Defendants sold, but only advertised sparingly, a decaf version of the product that purported to provide five hours of energy. The court found that, while there might be some science for an “energy boost” from the nutrients without caffeine, there was (not surprisingly) not sufficient science that the nutrients alone provided the promised five hour boost. Therefore, this claim was deceptive. As someone who could never understand why anyone drinks de-caf, this part of the decision seemed a no-brainer.
To differentiate itself from other energy drinks, the defendants claimed that 5-Hour ENERGY® would not result in the energy “crash” that came from using its competitors’ products. The court rejected the AG’s argument that this claim was deceptive. The court found that the main problem with the AG’s allegation was that there was no accepted meaning or understanding for what “crash” meant. The court accepted defendants’ argument that, as used in their advertising, crash meant “sugar crash,” and the court further accepted that, because there was no sugar in 5-Hour ENERGY® (as there was in competitors’ products), there would be no sugar crash. The court rejected the AG’s efforts to equate crash with caffeine withdrawal as lacking in scientific basis.
Ask Your Doctor Claims
Defendants tried a short-lived campaign aimed at creating the impression that doctors would recommend 5-Hour ENERGY® to their patients. The company had undertaken surveys to try and back up the claim. The court found the questions in the survey biased and the results cherry-picked. As a result, the court found that, while the statistics displayed in the ads might have been literally true, the impressions left by the ads were not. The court rejected defendants argument that, even if the ads were not accurate, they were not materially misleading as they demonstrated what doctors would have said if properly surveyed. The court spent a fair amount of time discussing survey methodology, and that discussion is worthwhile for anyone working frequently with surveys, especially professionals.
The court will next be considering an appropriate remedy after hearing further from the parties.

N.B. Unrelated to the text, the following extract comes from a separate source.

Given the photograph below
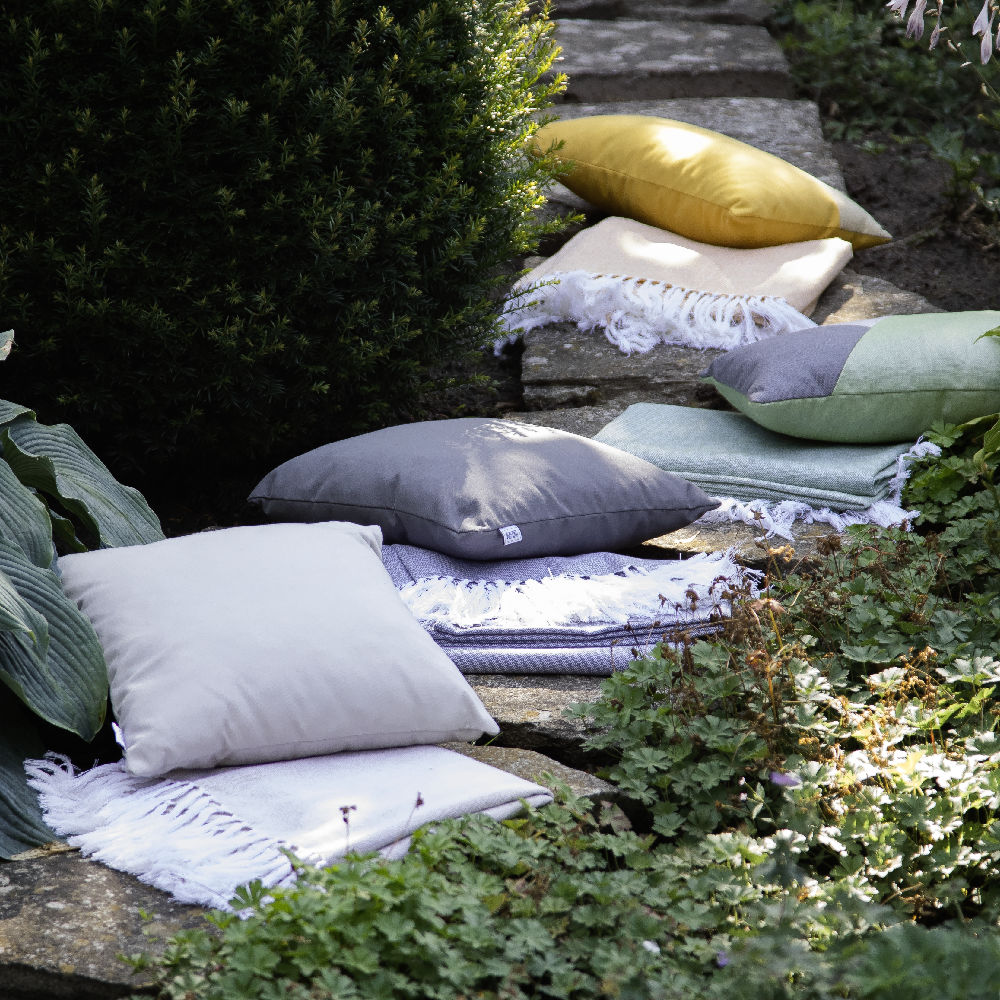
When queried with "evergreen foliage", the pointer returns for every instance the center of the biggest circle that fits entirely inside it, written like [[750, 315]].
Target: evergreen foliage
[[230, 229]]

The case provides important reminders on several key points: 1) State AGs, as well as the FTC, are active in policing dietary supplement claims, especially cognitive claims; 2) what constitutes a “health” claim will be interepreted broadly; and 3) claims need to stick closely to the science, as such claims will be scrutinized closely so that claims that go beyond what the science says will not be found to be substantiated. I trust you had the energy, alertness, and focus to make it through this rather long blog post.